Upon the Drosophila’s arrival, Longstroth helped set up a trap near McCallum’s U-Pick, where it collected pests for about five years. It’s used to catch the Drosophila, which are then examined by the MSU Extension. There are dozens of these traps across the region and the rest of the state.
The trap consists of a large plastic cup container with holes and apple cider vinegar inside to attract the flies. Inside near the top is a sticky card, which provides a surface on which to catch the flies and is normally replaced each week.
“Once the fly flies into the trap, it falls into the water and drowns,” Longstroth said. “It doesn’t keep the population down, but is gives us the opportunity to examine them. The males are easy to notice among other fruit flies because they have spots on the wings. We start catching a few flies in early June and they are dark-colored. Later in June and July we catch lighter-color flies. Those are the ones that hatched this year.”
Bill Shane, senior extension tree specialist with the MSU Extension, said the Drosophila has a great potential for expanding its population. Shane said he’s noticed Drosophila lay eggs when fruit first started to put on color.
That’s why he recommends farmers pick their fruit as soon as they ripen. Home owners with private gardens should also harvest every other day and can store fruit in the freezer after picking. The longer fruit is on the vine, the greater the chance of an infestation.
“This has become relevant in recent years because as the season goes on it becomes more of a problem,” Shane said. “The fall raspberries have become a problem specifically. By that time, there are so many spotted-wing Drosophila, you can’t grow without an ongoing insecticide program. For some people it has caused them to not grow fall raspberries.”
One way to determine if the fruit is infested is its condition. If the fruit is becoming softer at a faster pace than what’s typical or the surface appears dented, the crop should be checked. Shane said commercial growers evaluate the fruit by a salt test. They mix fruit in a bag with a salt solution and let it set for 20 minutes. The larvae, which are skinnier than typical for fruit flies, emerge from the fruit and are left suspended in the water.
A final solution
Longstroth and his colleagues are still studying what pesticides work best and how long they last.
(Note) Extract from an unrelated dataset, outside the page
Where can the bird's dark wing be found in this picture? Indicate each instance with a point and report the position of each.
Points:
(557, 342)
They’ve begun to look for a predator to counteract the five-year infestation. Longstroth referenced the Japanese beetle, which came to Michigan and became a problem. However, he remembers a lot of them died out when natural predators built up to the necessary populations to keep them down.
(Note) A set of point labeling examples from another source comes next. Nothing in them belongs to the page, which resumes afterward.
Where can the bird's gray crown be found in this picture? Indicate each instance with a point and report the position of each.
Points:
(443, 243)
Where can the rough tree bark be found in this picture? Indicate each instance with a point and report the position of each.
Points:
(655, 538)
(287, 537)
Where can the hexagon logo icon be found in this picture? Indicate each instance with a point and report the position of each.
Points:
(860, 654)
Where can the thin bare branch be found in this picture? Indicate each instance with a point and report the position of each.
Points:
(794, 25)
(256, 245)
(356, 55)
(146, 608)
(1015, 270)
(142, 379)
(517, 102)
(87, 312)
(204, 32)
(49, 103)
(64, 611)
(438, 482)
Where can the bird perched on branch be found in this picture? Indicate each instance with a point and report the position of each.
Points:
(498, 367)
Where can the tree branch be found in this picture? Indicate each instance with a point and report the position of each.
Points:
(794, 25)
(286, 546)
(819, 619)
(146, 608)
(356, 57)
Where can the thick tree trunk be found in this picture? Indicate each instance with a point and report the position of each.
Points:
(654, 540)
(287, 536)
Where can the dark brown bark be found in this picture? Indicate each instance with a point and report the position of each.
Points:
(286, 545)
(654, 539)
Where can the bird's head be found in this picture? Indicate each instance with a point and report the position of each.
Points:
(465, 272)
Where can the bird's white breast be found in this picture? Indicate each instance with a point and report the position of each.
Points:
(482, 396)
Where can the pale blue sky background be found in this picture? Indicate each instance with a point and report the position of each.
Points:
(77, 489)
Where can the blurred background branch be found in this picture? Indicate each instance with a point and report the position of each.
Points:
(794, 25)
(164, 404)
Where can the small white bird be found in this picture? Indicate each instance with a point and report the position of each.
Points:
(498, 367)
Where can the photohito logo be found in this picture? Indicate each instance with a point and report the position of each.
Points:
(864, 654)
“It’s been frustrating for the growers because we normally target a specific pest,” Longstroth said. “There’s a very specific control window that’s hard to find. We’ve had to do integrated pest management. That’s what we are forced to do and it’s messing up our other controls for other pests.”
Until another piece of the puzzle falls into place, its more collecting from traps and research. A response team that is focused on the spotted-wing Drosophila was formed to combine the expertise of MSU entomologists, horticulturists, Extension educators and Michigan Department of Agriculture staff. The team is also helping to coordinate research projects to understand how best to protect fruit from infestation by the new pest.
While the response team continues to collaborate, farmers across the country will have to be patient.
“There’s no known process to eradicate,” McCallum said Thursday, while inspecting a batch of raspberries. “Some institutions around the country are looking into finding a predator to attack any pests like the Drosophila. Until then all we can do is keep them at bay and hope for an outcome.”